Le site internet de l'entreprise, 5.000 employés et 1,3 milliard d'euros de chiffre d'affaires, pose le décor: "Martin Herrenknecht (né en 1942) est le fondateur de l'entreprise Herrenknecht AG, il lui a donné son nom, la fait avancer et la dirige."

L'atelier fondé en 1977 est devenu une usine de 24 hectares, dont les hauts portiques dominent la plaine rhénane. Y ont notamment été fabriqués les tunneliers du métro de Rennes ou de Doha, du RER de Londres ou de grandes percées ferroviaires en Allemagne, en Suisse ou en Norvège.

Dans la cour, un imposant cylindre de 100 mètres de long pour près de 10 mètres de diamètre, pesant la bagatelle de 1.500 tonnes: à l'automne, il commencera à creuser le tunnel de la ligne 16 entre La Courneuve et Saint-Denis (Seine-Saint-Denis).

Cette chenille d'acier est une véritable usine en miniature, avec à l'avant, le disque de la roue de coupe, équipée de couteaux et de molettes qui attaqueront la roche et racleront le terrain. Une vis sans fin est chargée de récupérer les déblais, qui seront évacués vers l'arrière par un grand tapis roulant, tandis que des anneaux de béton préfabriqués seront posés au fur et à mesure de l'avancée pour former la voûte du tunnel.

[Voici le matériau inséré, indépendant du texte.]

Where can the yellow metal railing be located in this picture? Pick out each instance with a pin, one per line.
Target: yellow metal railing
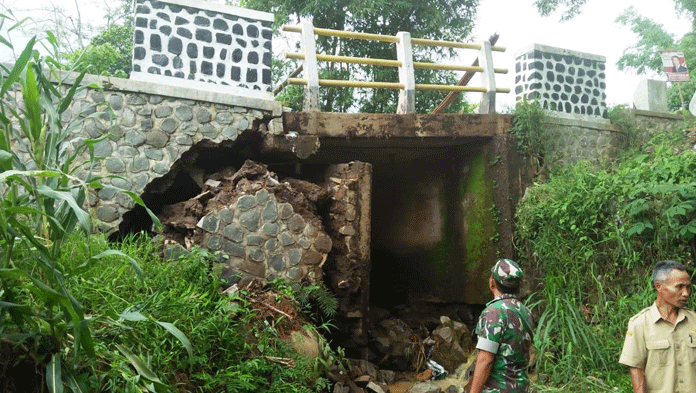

L'intérieur ressemble un peu à un bateau, avec ses escaliers et ses passerelles. "Un sous-marin, plutôt", corrige Thierry Dallard, le président de la Société du Grand Paris (SGP), chargée de construire le supermétro francilien: sous terre, comme sous l'eau, on ne voit rien.

Le tunnelier a aussi son sas de décompression, afin que les agents puissent intervenir dans la chambre d'excavation, derrière la roue de coupe, où s'amoncellent les morceaux de roche avant leur évacuation.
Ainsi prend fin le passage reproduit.